The introduction of PET radiopharmaceuticals such as 11C-PIB, 18F-florbetapir and 18F-florbetaben has changed the molecular imaging approach. They are potentially able to detect early amyloid deposition and to correlate with disease progression. They preferentially bind to AL fibrils in comparison to ATTR [23]. These tracers demonstrate a preferential affinity for AL rather than ATTR, but the binding site is different from that of aprotinin—which is not displaced by thioflavin in vitro and is stably retained in vivo in amyloid deposits, while PET tracers undergo a washout process [9][23]. This may be a further advantage of aprotinin being either Tc or Ga-labeled, allowing a wider imaging-window time with a unique limit of radioactive decay.
There is only one tandem study by the Japanese group comparing the performance of 11C-PIB PET and TcA SPECT/CT in nine AL patients [27]. Disagreement was reported in five of them, with four apparently false positive TcA scans. From a so-limited number of cases, and for the reasons mentioned above relating to possible technical artifacts with TcA SPECT, it is difficult to draw reliable conclusions.
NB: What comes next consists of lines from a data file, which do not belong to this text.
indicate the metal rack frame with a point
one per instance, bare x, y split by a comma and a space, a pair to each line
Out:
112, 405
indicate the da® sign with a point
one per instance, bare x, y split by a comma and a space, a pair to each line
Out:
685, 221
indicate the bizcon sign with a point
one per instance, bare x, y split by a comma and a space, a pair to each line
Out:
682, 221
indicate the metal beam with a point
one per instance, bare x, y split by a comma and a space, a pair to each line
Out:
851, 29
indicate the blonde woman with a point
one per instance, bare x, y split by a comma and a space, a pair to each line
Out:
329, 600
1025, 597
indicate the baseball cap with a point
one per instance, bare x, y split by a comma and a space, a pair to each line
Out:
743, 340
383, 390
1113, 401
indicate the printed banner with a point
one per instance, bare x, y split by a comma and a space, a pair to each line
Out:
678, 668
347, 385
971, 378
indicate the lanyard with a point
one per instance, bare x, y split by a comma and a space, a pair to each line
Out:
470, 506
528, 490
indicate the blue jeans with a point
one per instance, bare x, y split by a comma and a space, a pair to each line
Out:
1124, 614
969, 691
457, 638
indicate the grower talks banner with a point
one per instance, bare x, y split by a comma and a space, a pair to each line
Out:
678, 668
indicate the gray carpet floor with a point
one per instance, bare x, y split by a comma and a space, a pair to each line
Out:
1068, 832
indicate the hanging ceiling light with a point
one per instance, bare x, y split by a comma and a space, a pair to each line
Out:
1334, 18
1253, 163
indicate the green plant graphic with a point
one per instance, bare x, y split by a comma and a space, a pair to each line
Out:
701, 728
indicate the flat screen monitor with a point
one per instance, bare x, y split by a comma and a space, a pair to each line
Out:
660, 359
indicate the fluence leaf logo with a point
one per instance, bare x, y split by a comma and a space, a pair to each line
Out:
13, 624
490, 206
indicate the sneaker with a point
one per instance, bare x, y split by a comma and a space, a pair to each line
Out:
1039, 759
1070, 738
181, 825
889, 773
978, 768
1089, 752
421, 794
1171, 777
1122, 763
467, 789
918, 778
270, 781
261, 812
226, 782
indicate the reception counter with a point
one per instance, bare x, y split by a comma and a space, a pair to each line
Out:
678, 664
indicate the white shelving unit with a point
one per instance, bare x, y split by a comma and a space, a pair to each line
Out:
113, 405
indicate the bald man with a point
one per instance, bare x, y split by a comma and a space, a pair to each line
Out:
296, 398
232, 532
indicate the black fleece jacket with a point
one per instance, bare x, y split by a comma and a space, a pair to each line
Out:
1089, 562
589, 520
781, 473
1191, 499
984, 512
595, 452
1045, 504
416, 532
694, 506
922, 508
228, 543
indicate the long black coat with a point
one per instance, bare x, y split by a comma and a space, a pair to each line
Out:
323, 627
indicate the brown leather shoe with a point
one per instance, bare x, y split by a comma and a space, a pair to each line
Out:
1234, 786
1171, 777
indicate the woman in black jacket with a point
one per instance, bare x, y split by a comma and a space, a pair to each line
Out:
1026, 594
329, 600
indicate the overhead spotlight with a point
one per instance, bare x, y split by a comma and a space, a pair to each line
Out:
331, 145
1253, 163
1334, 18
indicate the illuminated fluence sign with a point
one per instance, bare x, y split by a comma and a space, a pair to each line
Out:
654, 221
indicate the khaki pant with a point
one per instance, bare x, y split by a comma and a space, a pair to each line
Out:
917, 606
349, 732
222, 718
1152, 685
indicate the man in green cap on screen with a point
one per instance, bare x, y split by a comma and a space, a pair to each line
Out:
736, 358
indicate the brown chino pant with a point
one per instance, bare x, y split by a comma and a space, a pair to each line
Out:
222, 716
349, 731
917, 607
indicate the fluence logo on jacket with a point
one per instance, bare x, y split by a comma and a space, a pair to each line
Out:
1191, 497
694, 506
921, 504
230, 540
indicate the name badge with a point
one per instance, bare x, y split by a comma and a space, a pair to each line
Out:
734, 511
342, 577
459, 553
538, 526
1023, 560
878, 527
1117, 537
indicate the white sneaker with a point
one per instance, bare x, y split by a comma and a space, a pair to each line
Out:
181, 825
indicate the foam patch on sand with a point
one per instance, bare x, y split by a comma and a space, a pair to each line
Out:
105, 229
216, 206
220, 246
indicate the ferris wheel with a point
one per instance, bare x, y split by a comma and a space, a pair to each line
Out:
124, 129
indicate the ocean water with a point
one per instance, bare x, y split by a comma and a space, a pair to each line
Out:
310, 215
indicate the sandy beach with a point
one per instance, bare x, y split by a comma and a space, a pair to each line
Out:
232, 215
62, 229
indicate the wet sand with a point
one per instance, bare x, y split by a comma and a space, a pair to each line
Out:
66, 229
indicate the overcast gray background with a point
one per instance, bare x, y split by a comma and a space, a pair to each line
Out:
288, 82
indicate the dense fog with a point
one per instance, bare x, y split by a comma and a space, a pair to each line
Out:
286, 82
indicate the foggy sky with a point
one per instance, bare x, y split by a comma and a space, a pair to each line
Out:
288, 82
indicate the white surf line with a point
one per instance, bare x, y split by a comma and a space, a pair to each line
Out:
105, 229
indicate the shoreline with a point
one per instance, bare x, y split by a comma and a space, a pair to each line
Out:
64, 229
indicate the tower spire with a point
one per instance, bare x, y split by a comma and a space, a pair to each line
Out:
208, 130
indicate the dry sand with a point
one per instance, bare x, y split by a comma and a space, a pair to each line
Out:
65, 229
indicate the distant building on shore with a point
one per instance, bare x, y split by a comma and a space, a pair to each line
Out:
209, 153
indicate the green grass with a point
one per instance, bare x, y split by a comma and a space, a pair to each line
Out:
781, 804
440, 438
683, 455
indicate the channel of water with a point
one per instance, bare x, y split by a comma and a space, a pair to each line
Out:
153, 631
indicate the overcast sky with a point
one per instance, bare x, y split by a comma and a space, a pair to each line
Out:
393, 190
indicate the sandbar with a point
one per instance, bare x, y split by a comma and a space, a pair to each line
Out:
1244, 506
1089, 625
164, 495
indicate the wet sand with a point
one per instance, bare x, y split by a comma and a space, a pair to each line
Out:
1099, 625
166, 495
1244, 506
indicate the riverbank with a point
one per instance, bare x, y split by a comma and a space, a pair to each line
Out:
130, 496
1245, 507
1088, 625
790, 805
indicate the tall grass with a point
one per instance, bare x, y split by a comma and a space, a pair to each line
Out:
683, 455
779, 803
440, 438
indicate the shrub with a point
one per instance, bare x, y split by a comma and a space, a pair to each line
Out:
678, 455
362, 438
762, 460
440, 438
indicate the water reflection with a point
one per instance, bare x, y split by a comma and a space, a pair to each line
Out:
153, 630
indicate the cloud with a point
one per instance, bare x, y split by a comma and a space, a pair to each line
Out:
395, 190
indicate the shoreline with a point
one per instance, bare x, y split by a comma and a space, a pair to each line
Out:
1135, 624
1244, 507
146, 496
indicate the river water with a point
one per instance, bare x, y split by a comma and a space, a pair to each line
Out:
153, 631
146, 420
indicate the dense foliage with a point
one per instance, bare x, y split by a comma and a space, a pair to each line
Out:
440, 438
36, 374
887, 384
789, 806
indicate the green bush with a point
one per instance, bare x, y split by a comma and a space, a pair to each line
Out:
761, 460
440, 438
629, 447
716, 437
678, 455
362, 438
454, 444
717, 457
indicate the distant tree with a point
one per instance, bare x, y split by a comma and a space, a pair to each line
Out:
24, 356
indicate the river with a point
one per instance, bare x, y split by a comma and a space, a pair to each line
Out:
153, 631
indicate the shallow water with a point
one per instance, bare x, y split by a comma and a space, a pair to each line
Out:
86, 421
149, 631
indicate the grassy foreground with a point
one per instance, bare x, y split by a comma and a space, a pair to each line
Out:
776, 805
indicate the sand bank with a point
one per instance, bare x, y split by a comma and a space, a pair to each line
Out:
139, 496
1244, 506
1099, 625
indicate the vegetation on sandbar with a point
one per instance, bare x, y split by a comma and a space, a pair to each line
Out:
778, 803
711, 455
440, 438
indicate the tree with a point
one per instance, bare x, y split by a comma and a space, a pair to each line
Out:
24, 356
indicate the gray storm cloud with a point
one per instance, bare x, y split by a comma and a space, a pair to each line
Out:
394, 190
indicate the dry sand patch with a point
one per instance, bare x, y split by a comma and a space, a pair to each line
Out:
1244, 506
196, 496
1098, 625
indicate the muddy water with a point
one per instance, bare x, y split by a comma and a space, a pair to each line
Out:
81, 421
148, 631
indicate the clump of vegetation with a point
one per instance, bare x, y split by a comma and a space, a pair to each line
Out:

124I-peptide p5 + 14 is a new emerging PET pan-amyloid radiopharmaceutical, binding via electrostatic interactions to electronegative glycosaminoglycans (GAGs) and protein fibrils—two ubiquitous components of amyloid deposits. Pathological heart activity, either AL or ATTR, increases up to 6 h and remains almost stable for up to 24 h. Uptake correlates with serum NT-proBNP in AL but not in ATTR patients [28][29]. Potential limits relate to the 124 I label (half-life 4.2 days)—with a restricted availability—in vivo dehalogenation with accumulation of free iodine in the stomach, thyroid, and salivary glands, and the elapsed time after injection required for imaging (6 h).
The peptidic approach suggests once again the use of a 30-51SS cyclic peptide. Due to its peptidic structure, it is suitable for Ga labeling via a bifunctional chelator with or without a spacer and, theoretically, could be a PET tracer with a higher affinity and a faster clearance than the parent molecule.